Jai Maa everyone,
In today's session, exploring Brahman through Shunyaji's satsang and contemplating on it together with Sadvhi Ishani's guidance was really eye opening and full of new insights for me.
The session was early in the morning for me, so I had a chance to contemplate on it further throughout the day. It was a beautiful spring day here in China where people flooded the parks to see the new blooms. I also had a chance to stroll through an inspiring park with bonsai gardens, koi ponds, flower paths, little streams and mini waterfalls. As I was watching nature's beauty surrounding me and especially enjoying a school of koi fish making their usual rounds in the pond, I started contemplating on the inherent essence of Brahman.
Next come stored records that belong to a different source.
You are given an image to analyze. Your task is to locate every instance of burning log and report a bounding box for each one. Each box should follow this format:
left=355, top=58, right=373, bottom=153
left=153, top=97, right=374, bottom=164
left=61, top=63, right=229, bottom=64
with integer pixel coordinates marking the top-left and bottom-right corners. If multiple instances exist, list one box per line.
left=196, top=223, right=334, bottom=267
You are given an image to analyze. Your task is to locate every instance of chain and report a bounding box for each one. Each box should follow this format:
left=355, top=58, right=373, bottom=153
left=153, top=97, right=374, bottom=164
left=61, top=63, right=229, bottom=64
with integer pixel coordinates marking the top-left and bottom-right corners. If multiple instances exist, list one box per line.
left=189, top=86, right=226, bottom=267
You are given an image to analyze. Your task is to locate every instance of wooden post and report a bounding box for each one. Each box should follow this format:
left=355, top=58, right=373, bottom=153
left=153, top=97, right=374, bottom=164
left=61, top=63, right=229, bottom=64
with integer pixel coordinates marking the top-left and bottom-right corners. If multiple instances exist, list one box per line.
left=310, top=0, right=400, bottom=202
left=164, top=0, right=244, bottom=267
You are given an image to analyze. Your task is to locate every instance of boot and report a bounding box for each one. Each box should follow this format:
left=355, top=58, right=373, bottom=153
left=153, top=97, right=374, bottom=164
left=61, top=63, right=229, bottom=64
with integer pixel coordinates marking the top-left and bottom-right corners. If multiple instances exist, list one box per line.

Understanding Brahman with our mundane and usually confused minds is not possible. Today, Sadhvi Ishani provided us a very useful thinking tool for understanding Brahman with our everyday mind. She suggested us to use the inherent essence or aspects of Brahman as entry points or gateways to a deeper, subtler knowing of it. Our initial understanding of Brahman is intellectual. To make this understanding more inward, we need to enter inside through these gateways that were provided to us to get a feeling of the limitless, birthless, beginningless, all pervading and eternal essence of Brahman.
For me it feels like waiting in the gateway, knocking on the door of Brahman, pleading and telling that , "I am here and I have a yearning to unite with you, so please let me in!". I imagine that everything starts with that yearning to know Brahman and then it progresses to something more integral once the door is open and we are in. Then we don't need to knock on the door anymore because Brahman is now revealed from within. At this stage, there is no door, no plea, no conversation. There is only the knowing of Brahman. Everything becomes one wholesome, full beingness, with awareness fully aware of itself.
I feel like this actually closes the gap, the split between me and Brahman, because it is in that gap itself that I can accommodate the conceptualization of Brahman. When I realize that the essence is me and there is no gap, no separation; Brahman ceases to be a concept and becomes a magnet pulling me inside to the core where unity exists.
Thank you, Kavya, for putting into words your deep reflections on Brahman.